Von Kassel aus fährt man hingegen einfach mit dem ICE, wenn man nach Berlin, Hamburg oder München will.
"Wir trinken hier gerne Kaffee"
Kurz nach dem letzten Aufruf zum Flug nach Antalya wird es merklich ruhiger in der An-und Abflughalle des Flughafens Kassel-Calden. Die Reisenden sind abgefertigt, die drei Mitarbeiter der Fluggesellschaft Germania am Check-In sind verschwunden. Noch einmal wird der einzige Flug des Tages angekündigt, der in einer dreiviertel Stunde losgehen soll.

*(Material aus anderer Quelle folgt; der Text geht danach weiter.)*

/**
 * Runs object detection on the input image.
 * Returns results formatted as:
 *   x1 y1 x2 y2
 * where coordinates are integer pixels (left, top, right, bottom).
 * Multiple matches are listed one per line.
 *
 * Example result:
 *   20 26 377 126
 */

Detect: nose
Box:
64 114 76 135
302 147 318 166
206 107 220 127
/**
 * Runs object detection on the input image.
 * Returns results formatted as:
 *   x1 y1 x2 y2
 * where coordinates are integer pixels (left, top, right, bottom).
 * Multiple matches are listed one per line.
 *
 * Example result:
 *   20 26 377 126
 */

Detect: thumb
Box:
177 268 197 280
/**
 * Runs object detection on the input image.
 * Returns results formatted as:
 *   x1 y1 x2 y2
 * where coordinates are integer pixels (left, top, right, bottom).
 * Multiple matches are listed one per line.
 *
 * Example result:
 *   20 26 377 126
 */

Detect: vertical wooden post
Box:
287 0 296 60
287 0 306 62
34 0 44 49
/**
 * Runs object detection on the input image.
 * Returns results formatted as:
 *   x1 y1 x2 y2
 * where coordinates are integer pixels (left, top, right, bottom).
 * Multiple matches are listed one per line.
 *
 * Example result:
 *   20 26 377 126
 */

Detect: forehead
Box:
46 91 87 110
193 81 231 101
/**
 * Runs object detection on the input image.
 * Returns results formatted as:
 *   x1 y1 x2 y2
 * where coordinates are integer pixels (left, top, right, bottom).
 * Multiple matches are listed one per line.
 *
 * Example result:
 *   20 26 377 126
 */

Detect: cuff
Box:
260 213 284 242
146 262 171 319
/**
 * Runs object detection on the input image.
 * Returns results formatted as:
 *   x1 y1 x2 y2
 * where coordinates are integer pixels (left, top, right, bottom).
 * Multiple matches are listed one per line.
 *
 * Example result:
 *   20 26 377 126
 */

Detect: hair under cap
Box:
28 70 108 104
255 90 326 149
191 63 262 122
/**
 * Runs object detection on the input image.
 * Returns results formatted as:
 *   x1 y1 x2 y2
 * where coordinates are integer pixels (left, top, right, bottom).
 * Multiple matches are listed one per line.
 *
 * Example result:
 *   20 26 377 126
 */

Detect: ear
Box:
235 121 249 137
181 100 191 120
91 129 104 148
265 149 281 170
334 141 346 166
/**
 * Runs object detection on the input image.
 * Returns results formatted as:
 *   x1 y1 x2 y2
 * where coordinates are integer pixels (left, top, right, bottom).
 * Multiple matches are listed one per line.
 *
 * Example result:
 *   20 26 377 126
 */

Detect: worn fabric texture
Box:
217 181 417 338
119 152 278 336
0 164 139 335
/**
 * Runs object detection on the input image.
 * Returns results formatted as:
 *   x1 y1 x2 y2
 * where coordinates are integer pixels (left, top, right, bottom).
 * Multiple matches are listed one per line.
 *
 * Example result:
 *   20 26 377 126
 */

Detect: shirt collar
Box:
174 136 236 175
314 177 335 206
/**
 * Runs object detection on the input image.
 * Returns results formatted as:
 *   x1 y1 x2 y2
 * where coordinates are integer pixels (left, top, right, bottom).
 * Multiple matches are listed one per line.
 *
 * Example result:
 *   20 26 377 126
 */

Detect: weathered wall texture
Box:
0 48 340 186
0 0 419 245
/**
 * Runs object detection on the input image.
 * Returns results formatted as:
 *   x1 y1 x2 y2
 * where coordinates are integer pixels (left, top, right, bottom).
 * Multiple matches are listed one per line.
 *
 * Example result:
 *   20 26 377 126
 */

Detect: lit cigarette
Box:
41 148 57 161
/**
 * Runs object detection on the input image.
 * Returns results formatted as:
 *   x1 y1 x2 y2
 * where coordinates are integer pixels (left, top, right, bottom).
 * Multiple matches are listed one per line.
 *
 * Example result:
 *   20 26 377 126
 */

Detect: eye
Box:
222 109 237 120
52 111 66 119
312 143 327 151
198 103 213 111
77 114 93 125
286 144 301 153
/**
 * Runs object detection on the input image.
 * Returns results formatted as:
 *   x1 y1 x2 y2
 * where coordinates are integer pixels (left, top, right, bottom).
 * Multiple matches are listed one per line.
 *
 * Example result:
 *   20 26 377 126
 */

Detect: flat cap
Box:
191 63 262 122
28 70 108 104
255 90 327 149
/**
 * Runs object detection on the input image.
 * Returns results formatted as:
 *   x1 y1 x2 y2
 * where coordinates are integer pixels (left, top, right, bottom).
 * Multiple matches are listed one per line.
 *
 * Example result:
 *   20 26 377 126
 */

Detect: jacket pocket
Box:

Um 14.15 Uhr bin ich der letzte Gast an einem der Bistrotische in der Halle. Auch die Terrasse vor dem Spielplatz ist bis auf ein älteres Ehepaar nun leer. Ihre Namen wollen die beiden nicht nennen, doch sie verraten, dass sie den Flughafen als Ausflugsort nutzen:
"Weil wir gerne hier her gehen, wir trinken gerne Kaffee und essen gerne ein Stück Kuchen, angenehme Atmosphäre hier."
Dieses Vergnügen hält die grüne Landtagsabgeordnete Karin Müller jedoch für zu teuer bezahlt:
"Er ist ja mittlerweile Ausflugsort, da geht man hin zum Schnitzelessen oder zum Stachelbeertorte-Essen. Aber dafür ist zu viel Geld ausgegeben worden und das ist schon bitter, dass man das nicht, bevor man gebaut hat, erkannt hat. Und dass dann wirklich alle in der Region, vor allem auch die Sozialdemokraten, gesagt haben: Egal, wie teuer der Flughafen jetzt wird, wir wollen ihn."